I lived in Seattle in the mid-70s, when young women started disappearing, when warnings were broadcast against hitchhiking, when every woman I knew moved in a bubble of fear. Reports soon emerged that a witness had seen a man on crutches, wearing a leg cast, struggling to carry a briefcase. Another reported the man had asked her to help him carry the briefcase toward his Volkswagen. Soon, a name emerged. “Ted.”
Several years later, in the late ’70s, I took a job at the Washington State Energy Office. It was a successor agency to the Department of Emergency Services (DES), where Ted Bundy worked in the mid-70s. Ted had been arrested in Florida by then and many of my colleagues had worked with him. They all thought him guilty. All but one: Carole Boone.
Carole Boone was the tall, whip-smart woman who resided on the other side of my cubicle. She was also in my car-pool for the one-hour commute from Seattle to Olympia. In everything she was articulate, rational and grounded. Except for her blind spot.
Ted Bundy, preparing for trial
Ted was seen by many as handsome, charismatic and well-spoken. He’d worked in Republican politics in Washington state — which partially explained his job at DES — and, based on recommendations from party figures, he was accepted into law school at the University of Washington. That Carole Boone could fall for him — they were married during his Florida homicide trial and she bore him a daughter — says volumes about Ted Bundy’s powers of persuasion, even as most of our DES colleagues rolled their eyes at her obsession with Ted’s innocence (1).
Ted Bundy: FBI Most Wanted photo
Bob Hansen was no Ted Bundy. He was homely, could barely speak without a stutter and charmed no one, expect perhaps his wife, Darla — and even that was dubious.
Robert Hansen Police Lineup Photo
What Hansen relied upon was the willingness of young women to perform sex acts for money, that being the only “charm” that Bob Hansen owned. Once he’d captured them, Hansen depended on fear to control them. For that, he had much in common with Ted Bundy.
As the following video and excerpt from Hansen’s 1984 confession reveal, Hansen’s attempts to induce fear in his victims was unrelenting. [FR = Frank Rothschild]
FR: So what’s the plan to get ‘em to the plane and get ‘em in the plane?
RH: Just scare the living shit out of ‘em — I mean that’s — boy I mean really bad you know — uh — just tell ‘em out and out — hey you know — if anything starts to go wrong I’m gonna probably have to shoot half the people in this damned town, you know.
FR: Did you threaten to throw ‘em out of the airplane if they caused problems — things like that too?
RH: No. I don’t think I ever said that. As a matter of fact they could see that would be virtually impossible, you know. How in the hell am I going to fly the airplane, turn around and get somebody out of the back that I — on account of my seat, I could hardly reach them.
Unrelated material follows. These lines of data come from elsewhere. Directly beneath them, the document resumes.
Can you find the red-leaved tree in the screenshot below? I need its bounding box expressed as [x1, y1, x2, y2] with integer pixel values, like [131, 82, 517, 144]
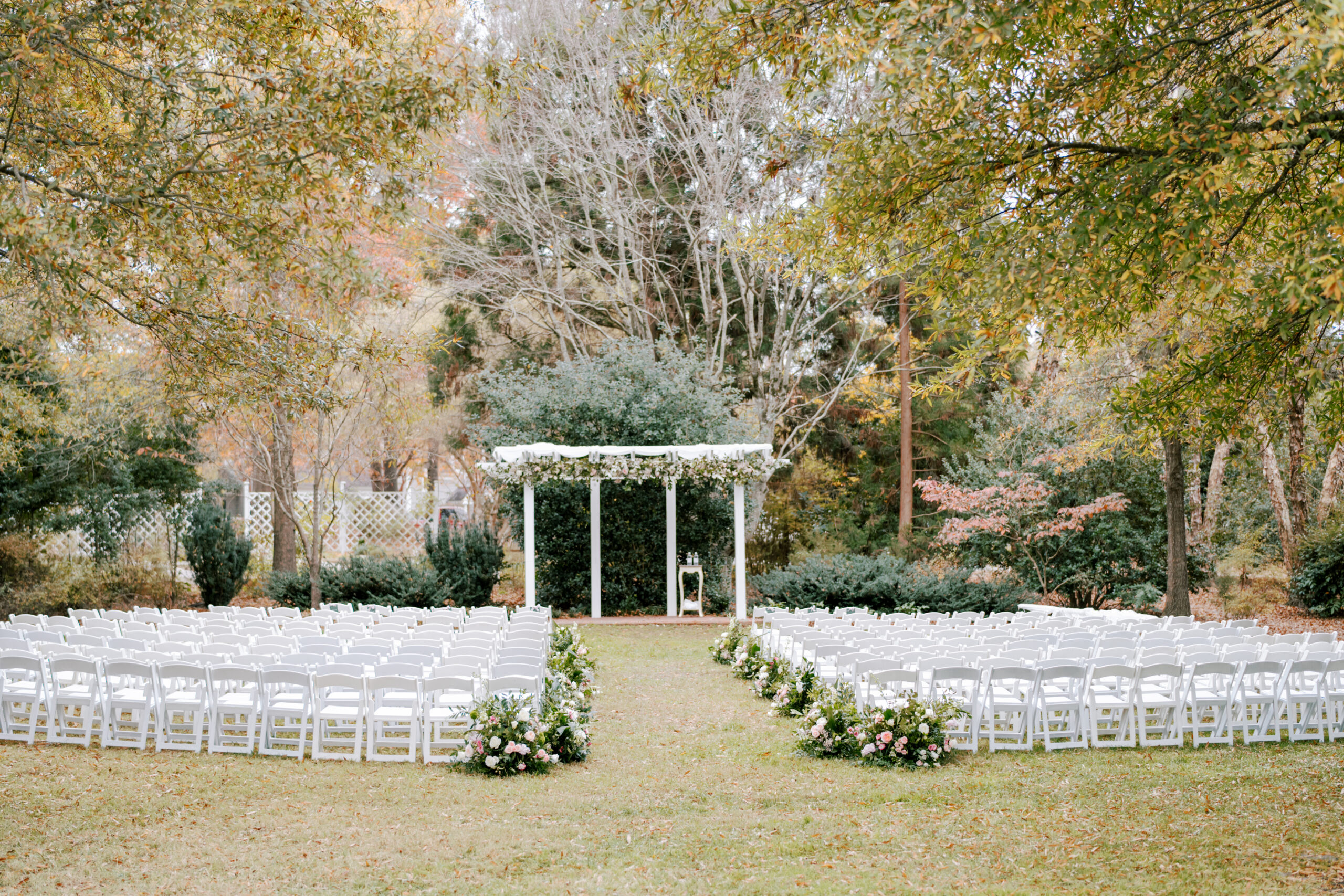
[915, 470, 1129, 595]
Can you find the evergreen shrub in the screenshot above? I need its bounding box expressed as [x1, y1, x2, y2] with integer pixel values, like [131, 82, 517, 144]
[182, 498, 251, 606]
[425, 523, 504, 607]
[266, 556, 445, 610]
[751, 553, 1023, 613]
[1287, 520, 1344, 617]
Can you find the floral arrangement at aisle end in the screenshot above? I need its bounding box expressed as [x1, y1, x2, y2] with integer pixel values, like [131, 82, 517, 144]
[457, 626, 597, 776]
[710, 619, 747, 666]
[849, 694, 968, 768]
[710, 622, 967, 768]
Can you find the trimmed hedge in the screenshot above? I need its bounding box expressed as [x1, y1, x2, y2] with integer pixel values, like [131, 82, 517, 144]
[1287, 520, 1344, 617]
[266, 556, 447, 610]
[751, 553, 1024, 613]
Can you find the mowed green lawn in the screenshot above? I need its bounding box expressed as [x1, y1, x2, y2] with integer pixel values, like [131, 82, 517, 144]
[0, 626, 1344, 894]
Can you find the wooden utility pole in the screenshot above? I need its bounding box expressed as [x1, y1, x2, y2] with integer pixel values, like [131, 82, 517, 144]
[897, 279, 915, 548]
[1162, 434, 1190, 617]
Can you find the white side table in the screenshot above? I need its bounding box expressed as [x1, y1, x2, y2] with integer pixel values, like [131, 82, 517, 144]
[676, 565, 704, 617]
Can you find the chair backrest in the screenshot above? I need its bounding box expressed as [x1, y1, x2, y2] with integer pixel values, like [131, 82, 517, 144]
[394, 644, 444, 658]
[367, 669, 421, 701]
[159, 660, 207, 681]
[47, 654, 98, 676]
[261, 666, 313, 690]
[313, 662, 364, 678]
[374, 661, 429, 678]
[102, 660, 154, 681]
[208, 663, 261, 688]
[490, 662, 540, 681]
[421, 674, 476, 697]
[487, 674, 542, 693]
[313, 672, 368, 699]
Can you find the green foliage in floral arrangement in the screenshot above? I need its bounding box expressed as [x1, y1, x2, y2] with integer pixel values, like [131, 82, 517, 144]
[710, 619, 747, 666]
[770, 662, 821, 718]
[751, 657, 793, 700]
[547, 626, 597, 700]
[849, 694, 968, 768]
[458, 696, 561, 778]
[799, 684, 859, 759]
[542, 674, 593, 762]
[731, 641, 765, 681]
[182, 494, 251, 606]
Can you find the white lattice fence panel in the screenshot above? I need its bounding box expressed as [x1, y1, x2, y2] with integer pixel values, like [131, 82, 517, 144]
[246, 489, 434, 559]
[243, 492, 274, 557]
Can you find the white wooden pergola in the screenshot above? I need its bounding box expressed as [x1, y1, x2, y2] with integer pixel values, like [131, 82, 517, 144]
[480, 442, 788, 618]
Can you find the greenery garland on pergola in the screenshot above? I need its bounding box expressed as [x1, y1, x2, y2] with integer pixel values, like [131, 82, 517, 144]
[478, 442, 789, 618]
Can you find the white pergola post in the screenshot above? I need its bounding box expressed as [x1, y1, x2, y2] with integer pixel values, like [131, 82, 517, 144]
[523, 482, 536, 607]
[667, 480, 677, 617]
[589, 480, 602, 619]
[732, 483, 747, 619]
Of course I don’t know if they would know that. But anyway, no, I never said nothing like that to them. I would probably mention to them once I got them where I was going to go, ah, that, if things don’t go right boy this is where you’re going to stay, you know. Undoubtedly I probably said that to them. But that again was just more or less to make sure that things did go right. I was — the entire time I want to keep upon — pressing upon them that we wasn’t going to have any problems, I wasn’t, you know. I just didn’t want any goddamn problems…
(1) Boone was, understandably, devastated when Ted Bundy ultimately confessed to dozens of murders.